Temporary Residence
https://temporaryresidence.bandcamp.com/
Répétition et boucle sont parmi les mécanismes communément utilisés par William Basinski et Janek Schaefer qui, l’un comme l’autre, font grand cas du temps et de sa manipulation dans leurs travaux respectifs. Ils jouent souvent, par le retour et par la texture, et plus facétieusement par le décalage des superpositions, un jeu d’illusion de la durée, de son escamotage ou de son étirement.
On nous dit que huit années d’échanges de sons, de traitements, ont séparé le début de la confection de cet album de son accomplissement… encore le temps qui à bien des égards semble aboli sur …on reflection.
« On reflection », « À la réflexion » en anglais, mais le titre est bien plus ouvert. La réflexion prise pour huit années de composition, et encore « le reflet » autour duquel toute cette musique est construite.
« …sur le reflet » comme d’autres peignent « sur le motif », au plus près de la matière à représenter, de sa ductilité, de sa variabilité, de sa sensibilité à la lumière et aux météores. Ce sont, dans le cas présent, des images de vaguelettes à la surface à peine ridée d’un étang, d’un bras mort, des vaguelettes scintillantes semblables mais jamais identiques. Les notes de piano, cadencées lentement, effleurant la mélodie sans jamais y céder, créent une telle ambiance, et sont comme autant de miroitements du soleil sur le coin de l’eau calme où le vent plisse assez pour que les reflets y jouent. Autant d’écailles mouvantes que de vagues, autant de douces réverbérations de cordes que de touches jouées (sensiblement les mêmes, dans une répétition décalée). Et à l’arrière, le fond de cette pièce d’eau est nimbé d’une autre grâce tant lumineuse qu’aérienne ; ce sont les field recordings, parfois plus devinés qu’entendus, fins bourdons, esquisses de conversations, et surtout des chants d’oiseaux. Une esthétique du dénuement s’y déroule, tout ajout ayant été pesé jusqu’à la limite de l’impondérable, afin que sa présence participe sans paraitre s’ajouter.
Il faut tout de même concéder que le déroulement de cette musique n’emporte pas l’entière concentration. Souvent l’esprit s’échappe, et l’écoute s’absente.

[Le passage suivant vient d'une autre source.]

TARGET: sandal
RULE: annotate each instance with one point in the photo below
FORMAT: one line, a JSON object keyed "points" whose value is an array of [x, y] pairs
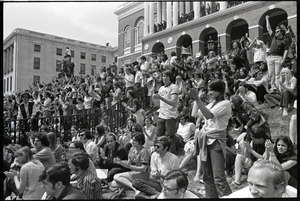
{"points": [[235, 183]]}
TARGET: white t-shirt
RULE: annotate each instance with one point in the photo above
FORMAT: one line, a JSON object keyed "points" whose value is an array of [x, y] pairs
{"points": [[222, 112], [129, 78], [91, 149], [138, 77], [290, 192], [167, 111], [33, 170], [164, 165], [145, 67]]}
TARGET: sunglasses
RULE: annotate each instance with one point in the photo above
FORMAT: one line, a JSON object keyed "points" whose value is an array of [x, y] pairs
{"points": [[166, 189]]}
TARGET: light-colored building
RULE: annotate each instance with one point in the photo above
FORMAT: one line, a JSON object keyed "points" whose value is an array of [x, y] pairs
{"points": [[149, 28], [30, 57]]}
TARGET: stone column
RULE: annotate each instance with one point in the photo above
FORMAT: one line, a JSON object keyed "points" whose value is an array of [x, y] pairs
{"points": [[181, 8], [151, 16], [146, 18], [175, 13], [169, 14], [12, 57], [163, 11], [196, 5], [187, 7], [159, 3], [5, 61], [210, 4], [223, 5]]}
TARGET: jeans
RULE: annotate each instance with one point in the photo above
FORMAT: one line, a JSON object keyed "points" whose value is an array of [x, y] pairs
{"points": [[274, 69], [273, 99], [167, 127], [286, 98], [149, 186], [214, 177]]}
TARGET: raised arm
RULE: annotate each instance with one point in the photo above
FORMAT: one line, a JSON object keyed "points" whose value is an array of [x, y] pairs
{"points": [[269, 29]]}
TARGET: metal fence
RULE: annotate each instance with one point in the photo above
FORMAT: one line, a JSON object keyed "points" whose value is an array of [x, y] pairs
{"points": [[115, 117]]}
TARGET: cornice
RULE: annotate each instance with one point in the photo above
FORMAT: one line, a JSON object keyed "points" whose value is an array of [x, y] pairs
{"points": [[203, 20]]}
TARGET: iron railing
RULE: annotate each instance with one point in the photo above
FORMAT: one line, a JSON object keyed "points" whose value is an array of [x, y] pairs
{"points": [[115, 117]]}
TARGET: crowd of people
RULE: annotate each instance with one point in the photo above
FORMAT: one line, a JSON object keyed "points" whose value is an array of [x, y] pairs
{"points": [[199, 100]]}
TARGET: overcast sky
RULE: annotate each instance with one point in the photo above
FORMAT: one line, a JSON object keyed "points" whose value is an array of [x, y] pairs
{"points": [[93, 22]]}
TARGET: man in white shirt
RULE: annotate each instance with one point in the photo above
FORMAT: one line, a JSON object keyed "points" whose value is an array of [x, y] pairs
{"points": [[266, 179], [186, 129], [162, 161], [168, 99], [145, 66]]}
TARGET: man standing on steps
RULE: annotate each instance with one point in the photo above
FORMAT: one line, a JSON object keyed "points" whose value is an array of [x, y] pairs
{"points": [[167, 118]]}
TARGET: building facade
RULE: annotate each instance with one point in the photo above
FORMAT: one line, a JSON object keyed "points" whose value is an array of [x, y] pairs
{"points": [[152, 28], [30, 57]]}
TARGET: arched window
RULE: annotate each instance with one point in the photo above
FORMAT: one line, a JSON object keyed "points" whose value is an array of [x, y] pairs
{"points": [[139, 32], [127, 37]]}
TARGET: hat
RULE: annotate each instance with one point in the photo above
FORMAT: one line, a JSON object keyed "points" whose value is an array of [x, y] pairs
{"points": [[149, 79], [161, 139], [66, 56], [168, 73], [260, 42], [217, 85]]}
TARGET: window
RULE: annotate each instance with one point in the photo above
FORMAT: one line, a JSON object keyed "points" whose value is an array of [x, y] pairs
{"points": [[36, 63], [139, 32], [37, 48], [127, 37], [82, 69], [58, 66], [36, 79], [93, 70], [10, 83], [82, 55], [59, 51], [103, 59], [93, 57]]}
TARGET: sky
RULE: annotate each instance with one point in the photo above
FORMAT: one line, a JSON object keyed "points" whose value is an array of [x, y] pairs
{"points": [[93, 22]]}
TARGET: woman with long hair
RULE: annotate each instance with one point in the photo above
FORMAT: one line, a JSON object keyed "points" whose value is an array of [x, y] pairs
{"points": [[138, 162], [211, 141], [77, 146], [283, 153], [286, 91], [56, 147], [27, 180]]}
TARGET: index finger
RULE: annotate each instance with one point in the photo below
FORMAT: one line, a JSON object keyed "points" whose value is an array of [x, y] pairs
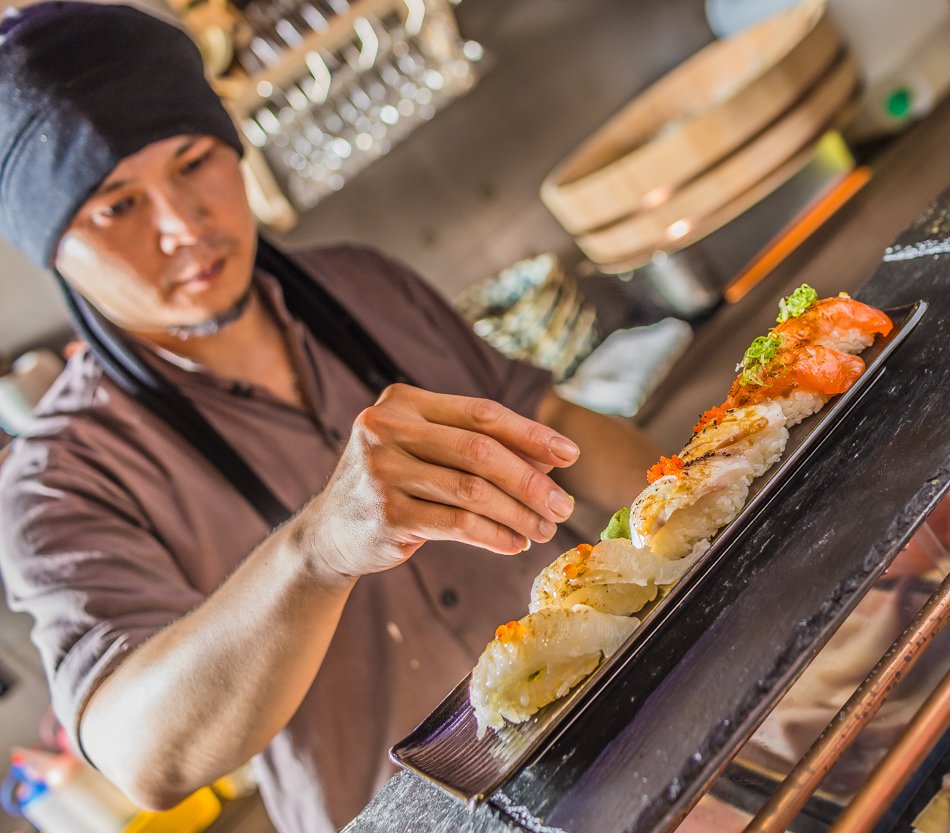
{"points": [[528, 439]]}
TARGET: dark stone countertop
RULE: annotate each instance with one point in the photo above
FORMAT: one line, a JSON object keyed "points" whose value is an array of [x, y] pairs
{"points": [[660, 732]]}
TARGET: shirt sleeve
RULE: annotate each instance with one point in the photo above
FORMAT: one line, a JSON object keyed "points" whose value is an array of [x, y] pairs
{"points": [[76, 553], [516, 384]]}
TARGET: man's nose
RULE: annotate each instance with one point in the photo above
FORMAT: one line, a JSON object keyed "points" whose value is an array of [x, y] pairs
{"points": [[181, 220]]}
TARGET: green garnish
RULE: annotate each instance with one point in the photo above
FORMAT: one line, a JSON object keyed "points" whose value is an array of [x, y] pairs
{"points": [[619, 525], [762, 350], [797, 303]]}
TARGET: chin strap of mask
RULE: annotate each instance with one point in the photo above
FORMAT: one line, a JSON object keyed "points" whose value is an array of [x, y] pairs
{"points": [[326, 318]]}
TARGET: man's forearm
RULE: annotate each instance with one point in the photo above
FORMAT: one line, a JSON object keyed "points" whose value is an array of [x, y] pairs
{"points": [[208, 692], [614, 458]]}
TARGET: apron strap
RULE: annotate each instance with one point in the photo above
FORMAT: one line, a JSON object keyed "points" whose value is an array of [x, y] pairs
{"points": [[327, 319]]}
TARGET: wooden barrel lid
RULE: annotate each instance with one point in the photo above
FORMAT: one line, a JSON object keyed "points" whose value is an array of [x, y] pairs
{"points": [[692, 118], [689, 213]]}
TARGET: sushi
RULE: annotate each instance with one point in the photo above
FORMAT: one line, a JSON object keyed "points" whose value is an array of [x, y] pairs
{"points": [[689, 503], [757, 432], [537, 659], [840, 323], [582, 605], [613, 577], [799, 377]]}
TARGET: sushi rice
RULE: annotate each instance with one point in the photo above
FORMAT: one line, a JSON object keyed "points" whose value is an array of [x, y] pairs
{"points": [[539, 658]]}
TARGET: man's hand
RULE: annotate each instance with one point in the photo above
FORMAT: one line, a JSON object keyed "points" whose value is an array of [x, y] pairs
{"points": [[422, 466]]}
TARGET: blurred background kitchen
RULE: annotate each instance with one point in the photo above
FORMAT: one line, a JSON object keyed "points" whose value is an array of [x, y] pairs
{"points": [[617, 190]]}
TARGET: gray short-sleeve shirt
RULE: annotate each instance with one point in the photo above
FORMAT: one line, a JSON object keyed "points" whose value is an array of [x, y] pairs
{"points": [[112, 528]]}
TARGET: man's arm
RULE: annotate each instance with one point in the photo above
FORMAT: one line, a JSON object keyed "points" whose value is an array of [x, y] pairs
{"points": [[615, 455], [209, 691]]}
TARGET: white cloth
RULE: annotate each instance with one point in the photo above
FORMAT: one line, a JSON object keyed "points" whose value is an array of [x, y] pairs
{"points": [[619, 375]]}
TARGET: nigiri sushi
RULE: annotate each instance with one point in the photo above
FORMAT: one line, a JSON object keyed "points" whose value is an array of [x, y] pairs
{"points": [[800, 377], [613, 577], [840, 323], [536, 660], [757, 432], [689, 502]]}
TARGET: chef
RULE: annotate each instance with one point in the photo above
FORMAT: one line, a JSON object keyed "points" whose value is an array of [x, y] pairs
{"points": [[276, 506]]}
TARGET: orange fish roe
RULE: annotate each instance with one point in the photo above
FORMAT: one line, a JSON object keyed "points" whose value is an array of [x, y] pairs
{"points": [[510, 631], [666, 465], [712, 415], [573, 569]]}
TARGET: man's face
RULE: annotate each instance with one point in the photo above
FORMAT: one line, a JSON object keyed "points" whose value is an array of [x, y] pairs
{"points": [[167, 240]]}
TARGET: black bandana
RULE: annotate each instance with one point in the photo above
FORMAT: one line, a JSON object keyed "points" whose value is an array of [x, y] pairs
{"points": [[82, 86]]}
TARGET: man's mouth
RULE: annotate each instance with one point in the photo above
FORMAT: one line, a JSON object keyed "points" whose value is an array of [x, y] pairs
{"points": [[204, 274]]}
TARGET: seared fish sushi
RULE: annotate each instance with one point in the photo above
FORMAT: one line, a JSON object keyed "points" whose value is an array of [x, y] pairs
{"points": [[799, 377], [757, 432], [536, 660], [613, 577], [840, 323], [686, 503]]}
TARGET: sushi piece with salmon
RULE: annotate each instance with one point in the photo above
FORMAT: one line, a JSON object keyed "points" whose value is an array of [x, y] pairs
{"points": [[840, 322], [798, 376], [539, 658]]}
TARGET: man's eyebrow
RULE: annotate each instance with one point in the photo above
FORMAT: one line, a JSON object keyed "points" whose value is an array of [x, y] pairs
{"points": [[180, 151], [111, 186], [185, 146]]}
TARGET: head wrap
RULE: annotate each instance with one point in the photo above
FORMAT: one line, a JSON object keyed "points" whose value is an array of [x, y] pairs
{"points": [[82, 86]]}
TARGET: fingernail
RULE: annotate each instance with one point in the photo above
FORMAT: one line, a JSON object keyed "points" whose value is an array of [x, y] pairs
{"points": [[563, 449], [560, 504]]}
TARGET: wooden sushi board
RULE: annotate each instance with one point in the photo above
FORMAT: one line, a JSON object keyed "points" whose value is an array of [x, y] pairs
{"points": [[734, 184], [692, 118]]}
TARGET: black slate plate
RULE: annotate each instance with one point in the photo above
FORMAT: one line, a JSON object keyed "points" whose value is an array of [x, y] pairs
{"points": [[444, 748]]}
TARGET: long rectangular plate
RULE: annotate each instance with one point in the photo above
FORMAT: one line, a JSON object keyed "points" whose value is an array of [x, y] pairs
{"points": [[444, 748]]}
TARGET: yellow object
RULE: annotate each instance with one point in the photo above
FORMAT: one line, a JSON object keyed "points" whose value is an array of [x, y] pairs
{"points": [[194, 814]]}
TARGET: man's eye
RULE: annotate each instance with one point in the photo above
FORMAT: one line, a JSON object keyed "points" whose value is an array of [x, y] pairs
{"points": [[193, 164], [117, 209]]}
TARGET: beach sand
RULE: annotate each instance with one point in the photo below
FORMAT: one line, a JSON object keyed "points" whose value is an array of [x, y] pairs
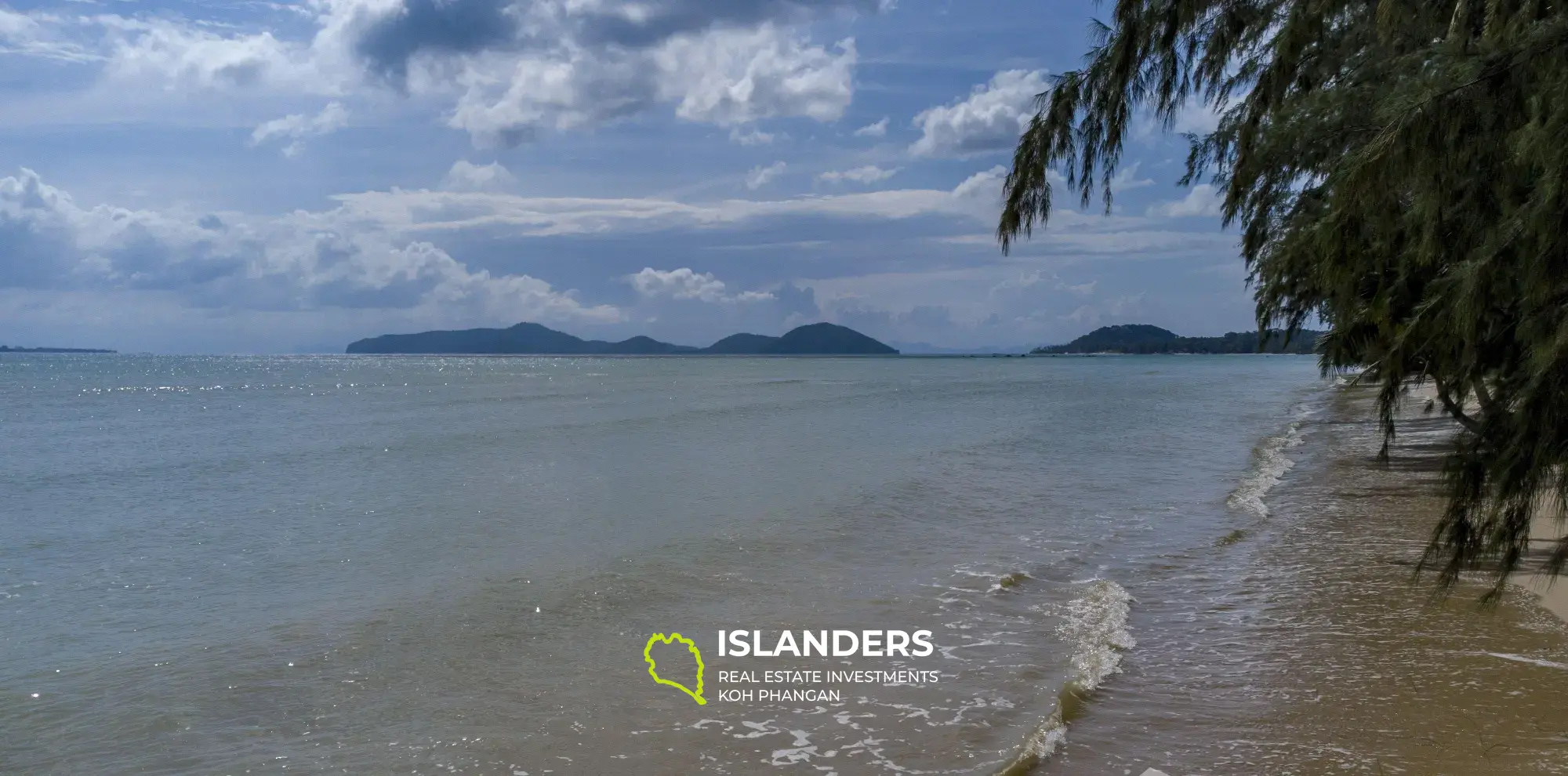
{"points": [[1553, 592]]}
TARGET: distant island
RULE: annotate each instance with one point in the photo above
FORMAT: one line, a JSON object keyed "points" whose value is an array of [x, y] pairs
{"points": [[818, 339], [7, 349], [1141, 339]]}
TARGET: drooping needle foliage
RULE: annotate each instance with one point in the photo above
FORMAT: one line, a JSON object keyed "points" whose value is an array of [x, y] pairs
{"points": [[1398, 170]]}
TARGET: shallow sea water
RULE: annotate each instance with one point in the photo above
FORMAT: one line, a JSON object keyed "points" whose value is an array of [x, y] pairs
{"points": [[452, 565]]}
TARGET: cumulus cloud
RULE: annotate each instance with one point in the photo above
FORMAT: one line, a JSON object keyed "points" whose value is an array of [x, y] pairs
{"points": [[510, 68], [468, 176], [761, 176], [434, 212], [868, 175], [738, 76], [752, 137], [989, 120], [874, 131], [300, 263], [982, 183], [299, 126], [688, 285], [1203, 200]]}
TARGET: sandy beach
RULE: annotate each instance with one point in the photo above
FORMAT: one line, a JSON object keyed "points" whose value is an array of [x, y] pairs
{"points": [[1553, 592]]}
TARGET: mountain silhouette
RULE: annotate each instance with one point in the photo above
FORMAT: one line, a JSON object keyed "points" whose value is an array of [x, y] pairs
{"points": [[818, 339], [1142, 338]]}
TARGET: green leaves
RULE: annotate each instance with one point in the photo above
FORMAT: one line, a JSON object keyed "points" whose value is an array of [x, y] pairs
{"points": [[1398, 169]]}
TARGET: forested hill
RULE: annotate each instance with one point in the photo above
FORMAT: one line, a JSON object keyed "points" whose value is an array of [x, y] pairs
{"points": [[1141, 338], [818, 339]]}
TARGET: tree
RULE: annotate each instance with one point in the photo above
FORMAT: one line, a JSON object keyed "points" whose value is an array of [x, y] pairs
{"points": [[1398, 170]]}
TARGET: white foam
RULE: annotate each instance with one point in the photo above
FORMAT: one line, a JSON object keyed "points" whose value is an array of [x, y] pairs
{"points": [[1269, 468], [1095, 626], [1522, 659]]}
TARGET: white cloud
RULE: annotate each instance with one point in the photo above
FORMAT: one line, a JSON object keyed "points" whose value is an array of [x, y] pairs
{"points": [[1202, 201], [688, 285], [299, 126], [738, 76], [509, 71], [868, 175], [468, 176], [982, 183], [874, 131], [761, 176], [299, 263], [430, 212], [1127, 179], [989, 120], [752, 137]]}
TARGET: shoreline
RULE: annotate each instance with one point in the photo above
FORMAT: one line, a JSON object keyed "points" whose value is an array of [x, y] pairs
{"points": [[1552, 592]]}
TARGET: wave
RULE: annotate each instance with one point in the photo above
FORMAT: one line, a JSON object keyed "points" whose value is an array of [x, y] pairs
{"points": [[1269, 468], [1097, 629], [1009, 581]]}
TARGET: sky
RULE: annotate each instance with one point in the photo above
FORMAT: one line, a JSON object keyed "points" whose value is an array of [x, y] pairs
{"points": [[217, 176]]}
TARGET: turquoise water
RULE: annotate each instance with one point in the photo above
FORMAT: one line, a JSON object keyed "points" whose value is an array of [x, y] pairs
{"points": [[452, 565]]}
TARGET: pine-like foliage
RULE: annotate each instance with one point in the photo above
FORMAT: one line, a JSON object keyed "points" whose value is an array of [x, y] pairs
{"points": [[1398, 170]]}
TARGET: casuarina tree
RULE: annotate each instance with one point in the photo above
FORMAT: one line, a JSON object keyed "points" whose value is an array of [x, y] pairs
{"points": [[1396, 170]]}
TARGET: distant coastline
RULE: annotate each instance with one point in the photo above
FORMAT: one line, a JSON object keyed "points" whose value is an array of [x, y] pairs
{"points": [[532, 339], [1144, 339], [7, 349]]}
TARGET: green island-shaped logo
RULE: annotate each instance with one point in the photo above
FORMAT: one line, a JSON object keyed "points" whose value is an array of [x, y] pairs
{"points": [[653, 669]]}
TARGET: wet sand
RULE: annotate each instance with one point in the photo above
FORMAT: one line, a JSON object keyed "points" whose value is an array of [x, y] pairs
{"points": [[1327, 655], [1553, 592]]}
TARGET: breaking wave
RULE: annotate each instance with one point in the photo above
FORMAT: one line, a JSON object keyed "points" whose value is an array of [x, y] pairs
{"points": [[1095, 626], [1269, 468]]}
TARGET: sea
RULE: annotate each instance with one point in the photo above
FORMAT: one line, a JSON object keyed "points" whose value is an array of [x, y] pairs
{"points": [[408, 565]]}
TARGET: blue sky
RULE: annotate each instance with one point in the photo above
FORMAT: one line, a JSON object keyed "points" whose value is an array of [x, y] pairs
{"points": [[275, 178]]}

Mais je parierais que c’est là un effet souhaité. Aussi discrète qu’intéressante, ainsi Eno (dont un album récent s’intitule Reflection) définissait-il la musique ambiante. Néglige-t-on une toile ou même un meuble que l’on apprécie quand on les voit sans les regarder ? Certainement pas, et même ils influencent inconsciemment notre façon d’être dans la pièce familière. De même pour tout paysage ouvert, dont l’arbre, le bâtiment, le cours d’eau composent un équilibre dans quoi l’esprit s’enchâsse justement. Modifie-t-on l’un de ces paramètres, et l’esprit sensible immédiatement s’en émeut et se remodèle. Cette musique devient décorative, mais d’un décor fluctuant.
Dans les premières pages de La Prisonnière, Proust semble dire cela lorsqu’il écrit « En notre être, instrument que l’uniformité de l’habitude a rendu silencieux, le chant naît de ces écarts, de ces variations, source de toute musique : le temps qu’il fait certains jours nous fait aussitôt passer d’une note à une autre ».
Ainsi, les légers changements dus à l’arythmie et au décalage des boucles, mais aussi l’appel de l’extérieur lancé par les pépiements des oiseaux, influent-ils sur la perception de cette musique créatrice d’une ambiance intime et flottante.
De sorte que, lorsque la pluie de réverbérations de piano cesse sur le troisième morceau, tout est alors concentré dans la profondeur de la trame. L’esprit comme sorti de son étourdissement se rapproche de la musique, apprécie d’autres vagues, plus longues, d’une autre mélancolie. Et c’est ainsi que se renégocient les équilibres entre les deux compositeurs, entre les sons circulaires et les sons migrateurs.
Cet objet de maîtrise totale du minimalisme (on pense à Lawrence English citant Tony Conrad : « Le minimalisme ce n’est pas faire moins mais plus profond ») est dédié à Harold Budd pour qui la modification de la note dans le temps, depuis son émission jusqu’à sa disparition, était si importante.